Dr Tudor has been involved with the Medicines Manufacturing Innovation Centre since its inception, and will be using his role as Managing Director to investigate how the UK can drive more value from life science research and development.

The Centre aims to address the key challenges facing the pharmaceutical sector by bringing industry, academia and government together to accelerate the translation of technology and provide a better economic return for the sector. It will enable new and disruptive technologies to be proven at scale. This will allow the rapid adoption of next-generation processes that reduce risk, cut costs and save time.
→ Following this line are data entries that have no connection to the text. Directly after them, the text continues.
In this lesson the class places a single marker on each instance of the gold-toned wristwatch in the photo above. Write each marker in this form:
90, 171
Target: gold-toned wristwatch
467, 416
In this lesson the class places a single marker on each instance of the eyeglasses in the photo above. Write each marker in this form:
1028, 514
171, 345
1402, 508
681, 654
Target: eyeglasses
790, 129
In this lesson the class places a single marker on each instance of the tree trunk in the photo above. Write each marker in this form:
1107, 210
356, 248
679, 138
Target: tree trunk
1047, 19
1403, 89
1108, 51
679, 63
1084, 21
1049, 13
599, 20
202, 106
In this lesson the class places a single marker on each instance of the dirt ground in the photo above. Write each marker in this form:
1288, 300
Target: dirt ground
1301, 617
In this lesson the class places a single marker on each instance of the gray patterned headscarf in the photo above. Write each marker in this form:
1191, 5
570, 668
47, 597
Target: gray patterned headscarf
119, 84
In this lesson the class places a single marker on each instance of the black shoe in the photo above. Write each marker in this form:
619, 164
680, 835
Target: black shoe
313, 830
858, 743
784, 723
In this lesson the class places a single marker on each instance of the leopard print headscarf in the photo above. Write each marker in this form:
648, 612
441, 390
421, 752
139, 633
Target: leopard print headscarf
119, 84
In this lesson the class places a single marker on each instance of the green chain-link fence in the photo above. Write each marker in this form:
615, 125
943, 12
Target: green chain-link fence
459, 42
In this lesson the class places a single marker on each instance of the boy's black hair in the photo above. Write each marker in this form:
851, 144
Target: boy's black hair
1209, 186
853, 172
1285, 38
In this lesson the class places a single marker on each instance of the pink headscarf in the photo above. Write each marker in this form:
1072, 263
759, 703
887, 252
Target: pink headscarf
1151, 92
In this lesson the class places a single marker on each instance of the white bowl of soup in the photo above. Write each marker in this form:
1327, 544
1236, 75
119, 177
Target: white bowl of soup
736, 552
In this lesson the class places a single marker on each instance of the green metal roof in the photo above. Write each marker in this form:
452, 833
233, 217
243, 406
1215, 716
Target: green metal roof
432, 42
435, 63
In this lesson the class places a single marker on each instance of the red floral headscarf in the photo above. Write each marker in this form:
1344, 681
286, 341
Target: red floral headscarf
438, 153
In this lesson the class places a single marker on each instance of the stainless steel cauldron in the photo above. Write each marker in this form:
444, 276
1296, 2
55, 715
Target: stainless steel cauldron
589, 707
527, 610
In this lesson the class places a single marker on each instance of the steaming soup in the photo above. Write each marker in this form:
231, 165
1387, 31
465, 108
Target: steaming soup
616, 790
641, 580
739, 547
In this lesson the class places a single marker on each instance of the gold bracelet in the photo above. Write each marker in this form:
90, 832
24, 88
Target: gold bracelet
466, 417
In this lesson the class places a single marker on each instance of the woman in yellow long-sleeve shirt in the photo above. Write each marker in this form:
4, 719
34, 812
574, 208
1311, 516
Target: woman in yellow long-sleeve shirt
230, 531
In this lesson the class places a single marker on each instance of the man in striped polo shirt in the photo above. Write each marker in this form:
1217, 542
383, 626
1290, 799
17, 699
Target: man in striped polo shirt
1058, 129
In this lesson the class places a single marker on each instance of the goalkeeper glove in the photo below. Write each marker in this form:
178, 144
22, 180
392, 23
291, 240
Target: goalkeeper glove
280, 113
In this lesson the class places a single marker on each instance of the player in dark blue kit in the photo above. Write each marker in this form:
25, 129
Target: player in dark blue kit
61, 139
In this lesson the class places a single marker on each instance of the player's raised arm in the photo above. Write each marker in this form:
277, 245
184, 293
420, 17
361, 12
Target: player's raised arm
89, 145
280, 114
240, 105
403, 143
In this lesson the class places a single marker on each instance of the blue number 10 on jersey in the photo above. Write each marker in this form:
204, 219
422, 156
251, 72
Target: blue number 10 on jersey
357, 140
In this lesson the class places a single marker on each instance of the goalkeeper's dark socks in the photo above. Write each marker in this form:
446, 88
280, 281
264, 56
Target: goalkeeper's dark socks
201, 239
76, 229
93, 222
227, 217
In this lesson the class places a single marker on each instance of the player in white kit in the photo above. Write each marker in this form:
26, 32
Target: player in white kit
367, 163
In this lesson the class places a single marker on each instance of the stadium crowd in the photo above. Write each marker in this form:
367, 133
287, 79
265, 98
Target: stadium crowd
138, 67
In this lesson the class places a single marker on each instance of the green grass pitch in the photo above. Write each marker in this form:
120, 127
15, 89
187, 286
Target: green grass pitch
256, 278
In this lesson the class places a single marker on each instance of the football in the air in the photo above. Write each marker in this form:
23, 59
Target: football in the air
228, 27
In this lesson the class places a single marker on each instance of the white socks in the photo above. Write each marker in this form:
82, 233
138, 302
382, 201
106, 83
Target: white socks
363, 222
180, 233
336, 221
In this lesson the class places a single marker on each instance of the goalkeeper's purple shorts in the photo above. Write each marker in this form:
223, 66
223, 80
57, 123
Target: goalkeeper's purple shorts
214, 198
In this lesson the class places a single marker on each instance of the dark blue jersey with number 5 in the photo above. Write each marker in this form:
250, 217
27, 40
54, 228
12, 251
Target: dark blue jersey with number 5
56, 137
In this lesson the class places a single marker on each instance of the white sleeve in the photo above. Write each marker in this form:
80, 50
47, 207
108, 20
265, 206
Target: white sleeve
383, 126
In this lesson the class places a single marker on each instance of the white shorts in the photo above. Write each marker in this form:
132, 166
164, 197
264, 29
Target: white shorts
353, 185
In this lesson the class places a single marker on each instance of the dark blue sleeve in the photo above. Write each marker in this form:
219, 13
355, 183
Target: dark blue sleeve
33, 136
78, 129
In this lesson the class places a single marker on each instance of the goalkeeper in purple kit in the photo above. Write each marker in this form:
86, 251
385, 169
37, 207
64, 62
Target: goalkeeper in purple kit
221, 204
Andy Jones, ISCF Medicines Manufacturing Challenge Director, said:

I’m looking forward to working closely with Dave Tudor and his whole team to drive this crucial phase of turning the Medicines Manufacturing Innovation Centre from plans into reality. The Centre is a vital new facility for the whole of the UK, both in terms of saving more lives and creating even better conditions for Life Sciences companies to thrive and grow in a fiercely competitive global market.

Located in the Advanced Manufacturing Innovation District in Renfrewshire, Scotland, the Medicines Manufacturing Innovation Centre aims to attract over £80 million of R&D investment by 2028 and will create 80 high value jobs by 2023. While its premises are under construction, the staff of the Centre will be based in the University of Strathclyde’s Technology and Innovation Centre Zone.